At the same time, as we’ve noted on these pages, consumers are experiencing broadening choices on today’s digital shelf. There’s open source software if you don’t want to pay for large branded products like Microsoft Office. There’s Hulu and Netflix if you don’t want to throw your money at cable television. And there’s the Humble Indie Bundle. Granted, it’s not a mass market alternative to $60 games, but the proposition is seductive. More specifically, customers are presented with a curated package of 5 or 6 games. Per the screenshot below, customers decide not only how much they want to pay for the bundle, but also what percentage of what they pay to go to the developers, administration, and a couple of pre-selected charities. I like this. Maybe you see where I’m going.
There’s already a hint of this in the tax process, in that the taxpayer can donate more than what’s owed, in order to fund elections. But this is just silly. Oh, those IRS people! Um, no thank you. However, it’s nice that they’re proving out a mechanism for targeted funding. Let’s take that a step further. Just to be nice, the whole edifice of income taxes, the rules and process of determining what each person owes, all of it may remain in place. However, how it gets spent, shall be resolved by the Humble Indie Bundle checkout system.

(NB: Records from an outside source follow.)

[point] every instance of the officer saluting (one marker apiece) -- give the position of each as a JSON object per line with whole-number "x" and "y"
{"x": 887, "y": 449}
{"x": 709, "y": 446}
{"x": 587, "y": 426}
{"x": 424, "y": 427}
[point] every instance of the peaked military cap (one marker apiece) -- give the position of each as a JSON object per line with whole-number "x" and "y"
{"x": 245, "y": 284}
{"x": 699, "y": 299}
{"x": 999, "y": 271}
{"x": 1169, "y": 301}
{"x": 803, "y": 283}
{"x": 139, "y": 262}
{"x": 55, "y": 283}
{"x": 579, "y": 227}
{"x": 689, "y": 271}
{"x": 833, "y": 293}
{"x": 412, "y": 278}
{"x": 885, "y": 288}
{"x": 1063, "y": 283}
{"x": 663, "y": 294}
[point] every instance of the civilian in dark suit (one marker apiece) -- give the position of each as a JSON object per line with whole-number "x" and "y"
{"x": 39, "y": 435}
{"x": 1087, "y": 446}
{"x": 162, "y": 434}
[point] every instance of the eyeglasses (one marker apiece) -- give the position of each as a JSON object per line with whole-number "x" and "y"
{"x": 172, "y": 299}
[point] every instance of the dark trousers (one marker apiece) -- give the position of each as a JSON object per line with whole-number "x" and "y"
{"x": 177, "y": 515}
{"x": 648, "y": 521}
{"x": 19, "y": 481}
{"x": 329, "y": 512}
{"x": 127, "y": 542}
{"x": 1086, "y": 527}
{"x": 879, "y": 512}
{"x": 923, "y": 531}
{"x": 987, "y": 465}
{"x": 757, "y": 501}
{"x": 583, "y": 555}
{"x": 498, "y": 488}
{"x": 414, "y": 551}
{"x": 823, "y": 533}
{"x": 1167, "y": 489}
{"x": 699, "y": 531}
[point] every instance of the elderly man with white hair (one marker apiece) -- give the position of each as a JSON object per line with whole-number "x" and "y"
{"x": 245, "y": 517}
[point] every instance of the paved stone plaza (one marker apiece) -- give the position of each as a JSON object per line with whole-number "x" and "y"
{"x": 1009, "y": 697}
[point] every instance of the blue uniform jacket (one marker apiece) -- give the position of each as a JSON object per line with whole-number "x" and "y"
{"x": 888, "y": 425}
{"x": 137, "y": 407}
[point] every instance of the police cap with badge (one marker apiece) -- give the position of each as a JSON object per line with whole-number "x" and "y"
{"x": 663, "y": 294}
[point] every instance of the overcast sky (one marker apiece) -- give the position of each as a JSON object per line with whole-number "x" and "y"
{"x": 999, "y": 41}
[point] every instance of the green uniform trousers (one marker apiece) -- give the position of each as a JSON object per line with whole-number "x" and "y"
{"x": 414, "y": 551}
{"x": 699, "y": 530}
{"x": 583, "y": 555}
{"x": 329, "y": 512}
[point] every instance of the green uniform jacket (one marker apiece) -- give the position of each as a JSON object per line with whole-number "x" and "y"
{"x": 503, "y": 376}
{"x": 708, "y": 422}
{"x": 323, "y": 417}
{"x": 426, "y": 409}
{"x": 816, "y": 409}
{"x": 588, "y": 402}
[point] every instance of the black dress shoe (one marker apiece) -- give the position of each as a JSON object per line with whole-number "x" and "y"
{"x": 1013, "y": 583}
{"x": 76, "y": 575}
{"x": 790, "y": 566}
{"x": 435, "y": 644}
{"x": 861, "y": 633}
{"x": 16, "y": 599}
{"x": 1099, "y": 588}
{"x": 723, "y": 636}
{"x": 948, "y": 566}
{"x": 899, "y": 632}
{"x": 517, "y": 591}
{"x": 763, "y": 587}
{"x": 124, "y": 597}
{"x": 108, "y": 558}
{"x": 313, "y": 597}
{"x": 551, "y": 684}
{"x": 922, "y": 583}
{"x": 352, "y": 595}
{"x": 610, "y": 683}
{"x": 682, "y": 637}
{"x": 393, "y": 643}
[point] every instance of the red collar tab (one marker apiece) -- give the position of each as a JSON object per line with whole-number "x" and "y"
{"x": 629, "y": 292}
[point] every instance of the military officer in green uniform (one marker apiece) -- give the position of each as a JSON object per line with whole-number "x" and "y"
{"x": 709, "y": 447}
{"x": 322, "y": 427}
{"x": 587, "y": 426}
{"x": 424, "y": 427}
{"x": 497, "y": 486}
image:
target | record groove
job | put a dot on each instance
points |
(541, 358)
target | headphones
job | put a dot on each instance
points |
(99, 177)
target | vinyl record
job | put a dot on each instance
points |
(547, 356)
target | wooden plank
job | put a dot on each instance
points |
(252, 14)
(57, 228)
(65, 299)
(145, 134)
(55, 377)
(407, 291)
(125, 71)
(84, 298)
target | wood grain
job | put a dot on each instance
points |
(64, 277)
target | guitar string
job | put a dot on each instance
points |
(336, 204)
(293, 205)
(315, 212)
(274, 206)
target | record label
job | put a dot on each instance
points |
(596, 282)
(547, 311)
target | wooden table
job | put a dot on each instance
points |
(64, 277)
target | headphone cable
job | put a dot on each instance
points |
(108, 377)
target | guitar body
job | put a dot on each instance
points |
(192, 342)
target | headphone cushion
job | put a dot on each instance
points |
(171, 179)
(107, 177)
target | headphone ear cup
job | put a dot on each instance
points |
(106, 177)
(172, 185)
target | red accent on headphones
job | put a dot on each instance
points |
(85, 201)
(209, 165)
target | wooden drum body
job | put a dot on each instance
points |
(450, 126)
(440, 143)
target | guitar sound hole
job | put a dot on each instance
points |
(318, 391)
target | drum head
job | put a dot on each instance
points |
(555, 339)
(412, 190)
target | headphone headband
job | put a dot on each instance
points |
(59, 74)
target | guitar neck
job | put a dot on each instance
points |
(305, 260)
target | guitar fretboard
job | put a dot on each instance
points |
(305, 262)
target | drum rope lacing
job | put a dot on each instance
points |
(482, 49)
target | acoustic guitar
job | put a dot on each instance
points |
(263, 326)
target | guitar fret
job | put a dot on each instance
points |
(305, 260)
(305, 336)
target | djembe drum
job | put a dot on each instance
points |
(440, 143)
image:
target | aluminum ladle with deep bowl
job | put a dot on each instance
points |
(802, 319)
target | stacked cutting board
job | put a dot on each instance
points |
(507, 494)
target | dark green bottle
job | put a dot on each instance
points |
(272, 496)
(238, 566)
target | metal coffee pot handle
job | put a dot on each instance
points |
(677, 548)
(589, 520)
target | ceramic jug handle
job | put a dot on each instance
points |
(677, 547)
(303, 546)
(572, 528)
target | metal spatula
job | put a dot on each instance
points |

For example, let’s say these are the apps that have been curated for you, by the United States government: a) military, b) education, c) healthcare, d) law enforcement/legal system, e) first responders, f) infrastructure, g) agriculture subsidies, and h) retirement and disability. You can decide how much of your taxes you want to go to each of them, just click on the slider, and move it left and right. Whenever you do, the next slider is limited to what’s left. The sliders can be set to ensure certain minimum values the first time as a concession to the entrenched oligarchy. But we the geeks can whittle that away over time. You can also decide how much goes to IRS administration or the charity of your choice. And all of this comes from what you owe. You just slide and click. Like this:
It’s only fair that if we’re the source of the money, that we decide how it gets spent. And all of a sudden, the theater of choice we experience every four years is replaced by direct control over our government, exercised annually.
All those in favor, say “Aye.”
SF: Finally I can attribute my taxes to the noble and righteous cause of zombie prevention. We spend so much money on pointless things like roads and oil – how will any of this matter in a world of slavering maws?
JM: That reminds me, in full disclosure, this is a concept from my second science fiction novel, that I’m currently writing. I’m curious to see what you all think of the idea as it develops in parallel in a fictional context.